Let’s discuss a very important issue. Size. Length? I’m talking Dramas people. Kdramas. Have you noticed something hinky going on in dramaland in regards to episode counts? When I first started watching dramas, the standard was 16 episodes. Every now and then you’d have a show reach to 18 or 24 episodes. But those were special cases. (This is, of course, overlooking weekend and daily dramas.) Then something happened and show counts rose steadily. (Show counts and in many cases, actual episode lengths — ahem — I’m looking at you Answer Me series.)
But lately, things have gotten crazy! We’re seeing shows that are upwards of 40 episodes. And the length is getting wonky too. Waeo half-hour episodes? What is going on in dramaland?

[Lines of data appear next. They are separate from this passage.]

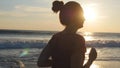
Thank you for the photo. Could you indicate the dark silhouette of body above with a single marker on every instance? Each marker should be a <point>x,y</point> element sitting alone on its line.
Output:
<point>67,48</point>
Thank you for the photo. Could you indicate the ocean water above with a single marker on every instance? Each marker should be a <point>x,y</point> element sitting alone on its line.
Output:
<point>17,47</point>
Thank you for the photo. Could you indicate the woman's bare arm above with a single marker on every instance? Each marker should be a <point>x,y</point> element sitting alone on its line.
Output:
<point>43,60</point>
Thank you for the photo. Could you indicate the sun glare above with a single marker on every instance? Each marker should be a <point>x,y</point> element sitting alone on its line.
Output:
<point>90,13</point>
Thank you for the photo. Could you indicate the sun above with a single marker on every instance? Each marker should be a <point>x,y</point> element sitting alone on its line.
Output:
<point>90,13</point>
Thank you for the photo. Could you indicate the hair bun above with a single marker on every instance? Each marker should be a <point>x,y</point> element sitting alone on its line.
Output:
<point>57,5</point>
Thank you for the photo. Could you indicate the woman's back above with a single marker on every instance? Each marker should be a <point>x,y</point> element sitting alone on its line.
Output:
<point>64,46</point>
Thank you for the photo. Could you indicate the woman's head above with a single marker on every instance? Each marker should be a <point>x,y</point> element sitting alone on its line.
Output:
<point>71,13</point>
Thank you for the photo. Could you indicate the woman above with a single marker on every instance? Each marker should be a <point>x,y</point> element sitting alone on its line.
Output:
<point>66,48</point>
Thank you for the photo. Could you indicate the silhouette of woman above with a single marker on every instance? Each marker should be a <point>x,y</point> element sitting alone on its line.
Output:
<point>67,48</point>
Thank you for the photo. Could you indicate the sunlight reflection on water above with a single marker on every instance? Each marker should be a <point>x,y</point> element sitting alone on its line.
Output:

We were talking about it this weekend while watching one of these half-hour dramas. Why are shows getting chopped up? It was surmised that the episode may be chopped up on our side of the ocean. That the shows are showing properly in Korea, but when they are imported here, they are being cut and divided up into bits. Why? Was it due to the race to get out fast subs? Did it have something to do with the shakeup with the licensing because of the creation of Kocowa?
It made me want to get some answers, so I put on my researcher hat and went to the place where I get my usual answers…Wikipedia. Turns out, it’s not being broken up here, these shows are actually being broken up in Korea and shown in bits there. Why? Turns out it’s for trixie reasons.
There are rules in Korea regarding commercials during programming. Ie, there is not allowed to be any. This is why shows rely pretty heavily on product placement. (Hello, Subway…) However, by cutting up the shows they found a way around the rule. The networks play the shows for a half hour ‘end the episode’ show some commercials and ‘start the new episode’. We get our shows and they get more of that sweet, sweet cash. Win-win?
Well, it doesn’t bother me any.
The episodes are still, when you put the two together, still an hour in length, so it’s not that we’re missing anything. While the episode count themselves make watching a show seem a little daunting, the half-hour length ends up making the thing seem a little more palatable. “Oh, sure I can pick this show up, the episodes are only a half hour long.”
If this is the cost of doing drama business, then that’s fine. I do kind of wish this meant they didn’t have to push the product placement so hard, as watching episodes upon episodes of Subway visits, or discussions about how delicious a particular brand of coffee is can get old pretty quickly. This though? This is also something we’ve come accustomed to, so I guess we’ll deal.